The confirmation bias trap is where the more you become convinced that somebody is not competent, the more you're going to look for examples that confirm that he or she is not professional. When you are in this trap, as you are on your fact-finding trip, you look for information and examples that will confirm your biases. By building a case based on confirmation biases, you are falling into the bias trap known as the self-fulfilling prophecy. Because you are so convinced that John is unprofessional, you start treating John as an unprofessional person, and he eventually becomes someone who's likely to be rejected for promotion or development or may even be fired. John may simply give up trying as it has become a vicious circle.

 

Creating trackable processes

When you see biases happening, as a team leader, you have the responsibility to go back to John’s quarterly or annual objectives and review his performance tracking roadmap. What you need to do is write down all the data, information and facts that you have collected about John’s behavior – true data and true facts, not just corridor rumors. Then you invite John for a friendly talk, and you present these areas of improvement to him. This is a part of self-awareness. It's not about throwing these things into John's face. It's about sending a first email saying, “Listen, I would like to discuss various points with you.” You sit down, you talk, and you explain what's been discussed and go over the feedback.

It is vital that you create these trackable systems and engage in a dialogue about improvements with team members. Because it is a written tracker, your team member has a document to take away and work on. Then one, two to three months later, depending on the urgency, you both sit down again and together you assess progress. Ideally, team members should be aware of the process of how this performance tracking has been constructed. This is called procedural justice – the breaking down of the black box. People like to feel involved in creating a process, even if that process will, at the end of the day, be a tool to also assess their poor performance. Because they were involved in this process, it's no longer a black box. Even if the outcome is negative, they might be more willing to accept their non-performance as the process will clearly show it.

 

Staying open minded and self aware

As we gain experience, our mind learns patterns of functioning. This is called pattern recognition. We recognize the modus operandi, work processes, ways of collaborating with colleagues, people’s personalities, and preferences etc. We build a picture of reality based on our experiences. With pattern recognition comes emotional tagging, like a tag on Facebook. We tag all the emotions, positive and negative, that go hand in hand with that pattern. Think of all the collaborations you've had with your previous colleagues, all the successes and failures you had in your previous job, they have created joy, fear, pride, etc. Pattern recognition is a cognitive bias. Emotional tagging is an emotional bias. They operate together.

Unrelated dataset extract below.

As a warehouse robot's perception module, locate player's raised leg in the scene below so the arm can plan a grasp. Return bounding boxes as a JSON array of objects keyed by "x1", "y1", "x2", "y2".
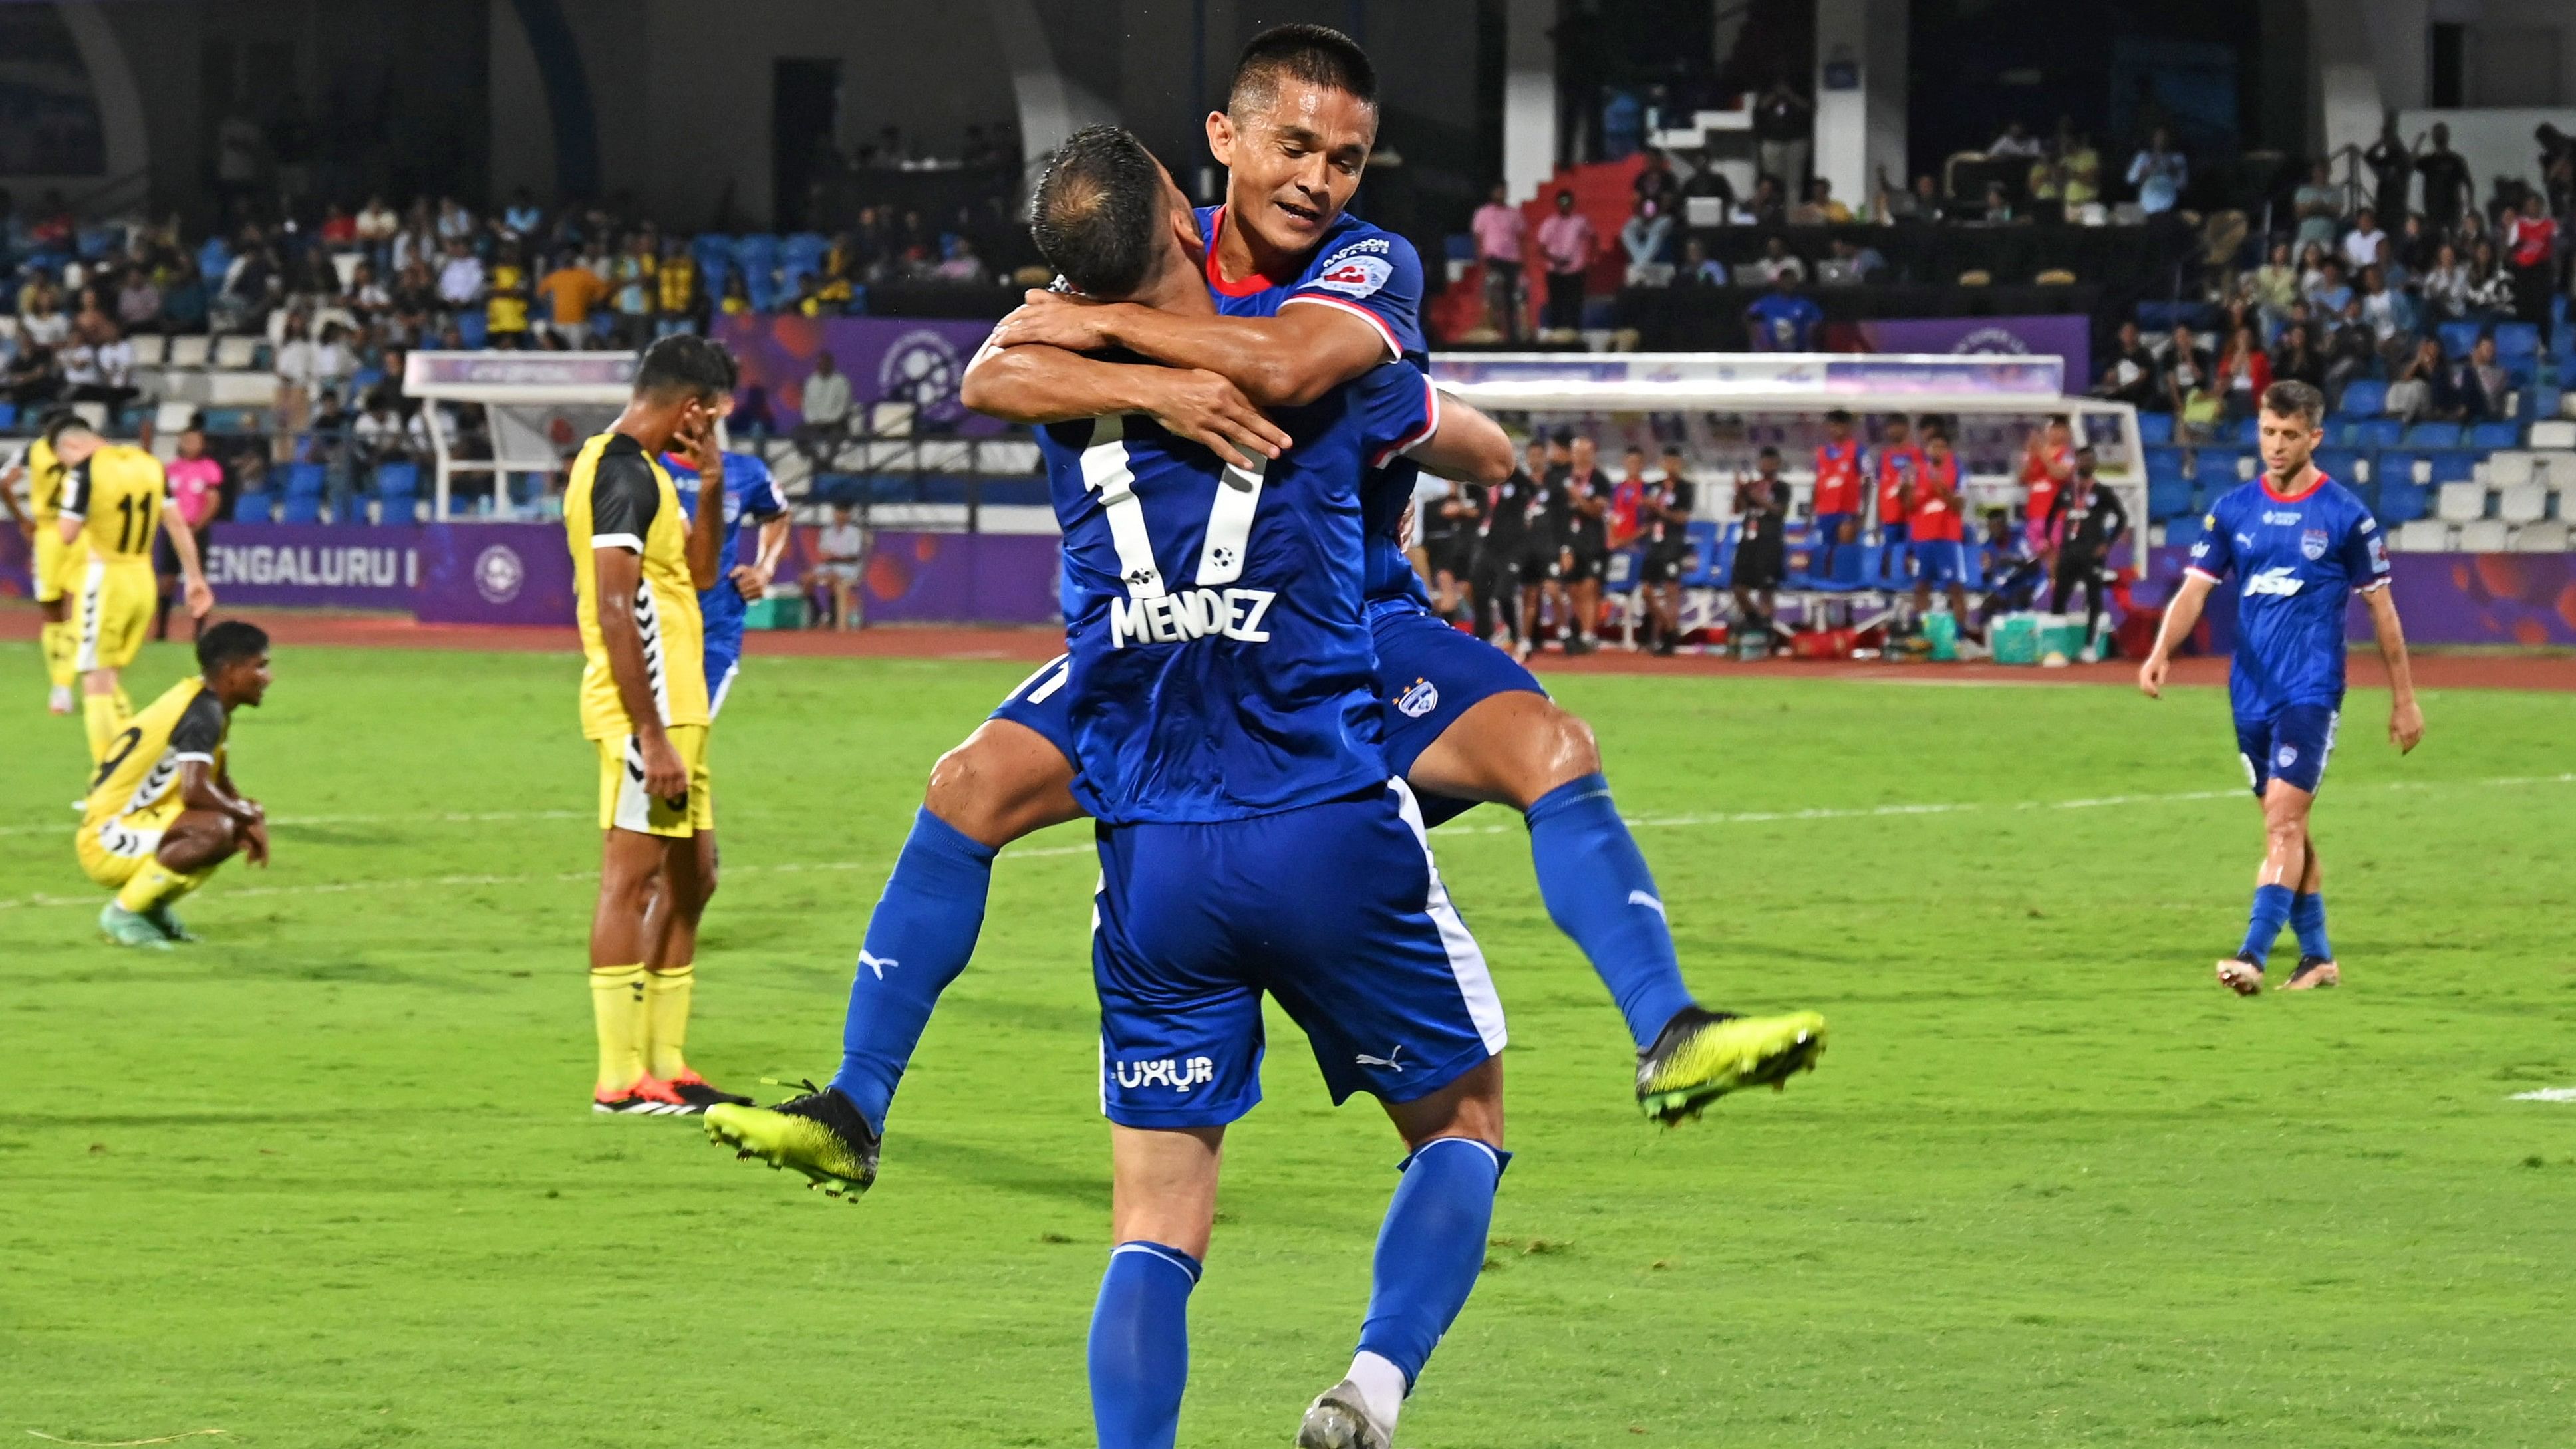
[{"x1": 1402, "y1": 685, "x2": 1824, "y2": 1122}]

When you go to work in another company, in another setting, you should not fall into the trap of expecting the same patterns to occur because you will not be working with the same people. You will not collaborate in the same way. You will not be doing the same type of tasks. You will not experience the same type of successes and failures. Therefore, you will experience different types of joy, comfort and disappointment. Knowing that all these biases and mind distortions exist will help you overcome falling into pattern recognition and emotional tagging.

Generally, you can only do something about biases if you recognize their existence and how to break out of them. This will help you become a more resilient and better future leader.